Although the diagnostic value of FibroTouch is significantly higher than that of the other non-invasive fibrosis indexes, its use in liver fibrosis evaluation and diagnosis should be combined with multiple indicators, especially in patients with ascites or narrow intercostal space [36] given the inherent limitations, and it is helpful for improving its diagnostic accuracy and stability [37].

The study still has many limitations. For example, it is a single-centre study with a small sample size that may have resulted in certain inaccuracy. However, the gold standard, liver biopsy, can contain certain errors due to limited sampling and operator differences. In addition, patients with chronic liver diseases other than CHB and autoimmune liver disease may not be classified and evaluated for the accuracy of FibroTouch due to the limited samples. Some clinical studies have demonstrated that BMI (≥ 28 kg/m2) has an effect on the diagnostic value of FibroTouch [14], but it was less still than that on FibroScan. However, this study showed that BMI had no effect on LSM. This result may be caused by the small sample size, especially the shortage of patients with NAFLD. We will involve more patients to clarify the diagnostic value in the above conditions in the future.

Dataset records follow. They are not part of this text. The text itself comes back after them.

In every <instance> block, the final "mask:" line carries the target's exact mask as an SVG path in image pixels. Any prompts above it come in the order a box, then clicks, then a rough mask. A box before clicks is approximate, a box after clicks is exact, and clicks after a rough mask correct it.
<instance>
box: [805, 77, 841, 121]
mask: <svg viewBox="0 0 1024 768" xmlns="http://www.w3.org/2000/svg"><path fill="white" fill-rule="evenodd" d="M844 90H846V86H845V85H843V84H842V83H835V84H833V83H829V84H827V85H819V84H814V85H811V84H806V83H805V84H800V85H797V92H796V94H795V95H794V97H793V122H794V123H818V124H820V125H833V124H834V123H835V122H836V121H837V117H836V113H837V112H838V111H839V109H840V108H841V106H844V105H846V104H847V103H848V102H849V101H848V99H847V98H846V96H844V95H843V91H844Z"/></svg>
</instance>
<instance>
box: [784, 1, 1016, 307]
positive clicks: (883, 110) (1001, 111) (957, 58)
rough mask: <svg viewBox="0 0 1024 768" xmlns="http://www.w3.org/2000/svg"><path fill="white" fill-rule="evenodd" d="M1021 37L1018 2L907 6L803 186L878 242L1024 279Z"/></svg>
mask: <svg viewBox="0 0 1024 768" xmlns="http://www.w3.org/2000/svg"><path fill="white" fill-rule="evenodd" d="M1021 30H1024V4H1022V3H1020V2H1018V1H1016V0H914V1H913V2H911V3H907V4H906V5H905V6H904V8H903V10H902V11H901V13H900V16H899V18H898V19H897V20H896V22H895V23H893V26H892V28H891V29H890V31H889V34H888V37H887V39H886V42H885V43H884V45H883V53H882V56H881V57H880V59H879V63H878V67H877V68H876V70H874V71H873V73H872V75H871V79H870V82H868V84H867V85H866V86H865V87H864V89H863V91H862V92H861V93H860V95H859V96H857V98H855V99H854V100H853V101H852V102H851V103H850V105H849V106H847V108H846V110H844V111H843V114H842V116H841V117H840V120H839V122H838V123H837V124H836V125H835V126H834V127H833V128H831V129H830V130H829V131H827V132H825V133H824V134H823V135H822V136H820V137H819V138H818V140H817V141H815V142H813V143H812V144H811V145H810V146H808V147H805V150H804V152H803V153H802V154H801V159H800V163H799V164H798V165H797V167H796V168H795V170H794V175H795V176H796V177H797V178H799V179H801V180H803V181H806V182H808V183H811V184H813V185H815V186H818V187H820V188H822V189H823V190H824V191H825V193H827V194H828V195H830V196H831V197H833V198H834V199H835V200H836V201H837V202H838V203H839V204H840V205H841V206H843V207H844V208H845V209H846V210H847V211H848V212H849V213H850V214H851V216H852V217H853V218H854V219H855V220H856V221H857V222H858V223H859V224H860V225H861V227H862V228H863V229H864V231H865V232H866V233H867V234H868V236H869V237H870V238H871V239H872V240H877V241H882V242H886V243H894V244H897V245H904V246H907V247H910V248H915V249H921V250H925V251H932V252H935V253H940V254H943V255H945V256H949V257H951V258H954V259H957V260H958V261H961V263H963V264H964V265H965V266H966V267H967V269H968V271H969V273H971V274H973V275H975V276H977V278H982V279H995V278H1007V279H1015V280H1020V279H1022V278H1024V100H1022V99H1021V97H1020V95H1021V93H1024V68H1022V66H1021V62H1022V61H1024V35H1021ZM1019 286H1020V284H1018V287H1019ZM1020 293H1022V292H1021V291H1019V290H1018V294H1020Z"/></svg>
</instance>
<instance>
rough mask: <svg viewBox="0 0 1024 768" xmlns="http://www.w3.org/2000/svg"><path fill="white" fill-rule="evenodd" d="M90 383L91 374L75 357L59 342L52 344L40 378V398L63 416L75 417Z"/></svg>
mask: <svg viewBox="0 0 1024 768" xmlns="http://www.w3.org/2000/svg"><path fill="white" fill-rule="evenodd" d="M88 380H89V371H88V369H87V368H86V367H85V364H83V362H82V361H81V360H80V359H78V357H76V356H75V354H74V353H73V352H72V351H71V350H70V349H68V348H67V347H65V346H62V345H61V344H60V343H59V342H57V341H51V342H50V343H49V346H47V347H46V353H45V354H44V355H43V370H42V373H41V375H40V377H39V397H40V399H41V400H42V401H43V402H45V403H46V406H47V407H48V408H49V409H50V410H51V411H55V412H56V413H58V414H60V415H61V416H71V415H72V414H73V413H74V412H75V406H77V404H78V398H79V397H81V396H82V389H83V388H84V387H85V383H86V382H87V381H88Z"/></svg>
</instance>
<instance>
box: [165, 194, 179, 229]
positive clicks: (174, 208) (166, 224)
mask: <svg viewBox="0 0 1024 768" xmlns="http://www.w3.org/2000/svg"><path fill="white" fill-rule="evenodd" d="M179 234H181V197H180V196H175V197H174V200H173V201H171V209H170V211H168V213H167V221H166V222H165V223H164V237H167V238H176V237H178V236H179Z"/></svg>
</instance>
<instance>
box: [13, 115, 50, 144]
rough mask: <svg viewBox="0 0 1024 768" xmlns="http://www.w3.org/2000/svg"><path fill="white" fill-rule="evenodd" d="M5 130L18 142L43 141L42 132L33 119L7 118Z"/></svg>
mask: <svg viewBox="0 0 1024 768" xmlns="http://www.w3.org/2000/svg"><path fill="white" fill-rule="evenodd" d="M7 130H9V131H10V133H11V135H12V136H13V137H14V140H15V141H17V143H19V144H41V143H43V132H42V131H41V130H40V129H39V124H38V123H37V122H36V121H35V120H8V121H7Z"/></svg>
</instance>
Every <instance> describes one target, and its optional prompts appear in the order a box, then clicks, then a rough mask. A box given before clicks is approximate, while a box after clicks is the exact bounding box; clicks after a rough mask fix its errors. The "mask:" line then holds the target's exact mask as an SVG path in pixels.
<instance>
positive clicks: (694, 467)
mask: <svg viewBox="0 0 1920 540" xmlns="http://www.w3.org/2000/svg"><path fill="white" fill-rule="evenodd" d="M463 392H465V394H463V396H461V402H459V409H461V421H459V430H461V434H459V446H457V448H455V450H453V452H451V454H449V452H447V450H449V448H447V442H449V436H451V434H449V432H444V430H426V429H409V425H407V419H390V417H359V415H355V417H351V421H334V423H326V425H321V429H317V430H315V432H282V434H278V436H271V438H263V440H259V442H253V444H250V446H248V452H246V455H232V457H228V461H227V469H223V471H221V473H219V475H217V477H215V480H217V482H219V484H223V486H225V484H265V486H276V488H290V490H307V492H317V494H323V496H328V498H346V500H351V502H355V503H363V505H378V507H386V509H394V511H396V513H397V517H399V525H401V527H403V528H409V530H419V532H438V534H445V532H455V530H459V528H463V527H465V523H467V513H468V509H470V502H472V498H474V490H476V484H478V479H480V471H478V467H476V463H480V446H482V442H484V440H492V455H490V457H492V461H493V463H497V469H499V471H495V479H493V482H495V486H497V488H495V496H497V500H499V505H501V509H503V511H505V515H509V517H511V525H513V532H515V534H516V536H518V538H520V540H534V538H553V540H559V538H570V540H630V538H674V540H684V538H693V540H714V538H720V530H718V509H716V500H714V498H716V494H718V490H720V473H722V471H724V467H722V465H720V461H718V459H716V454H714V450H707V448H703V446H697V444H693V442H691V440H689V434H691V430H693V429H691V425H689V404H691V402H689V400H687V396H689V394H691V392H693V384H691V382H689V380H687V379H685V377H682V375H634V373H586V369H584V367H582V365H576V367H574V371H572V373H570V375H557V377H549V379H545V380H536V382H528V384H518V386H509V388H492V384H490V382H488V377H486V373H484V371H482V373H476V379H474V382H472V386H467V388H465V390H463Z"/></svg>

In summary, FibroTouch is a novel transient elastography technology. FibroTouch and FibroScan have good consistency in the evaluation of the degree of liver fibrosis, but the success ratio was significantly higher and the measurement duration was significantly shorter with FibroTouch than with FibroScan [14, 15]. FibroTouch was also significantly better than other non-invasive fibrosis indexes of liver fibrosis, namely FIB-4, APRI, and GPRI, based on our data. FibroTouch should thus be highly recommended for use.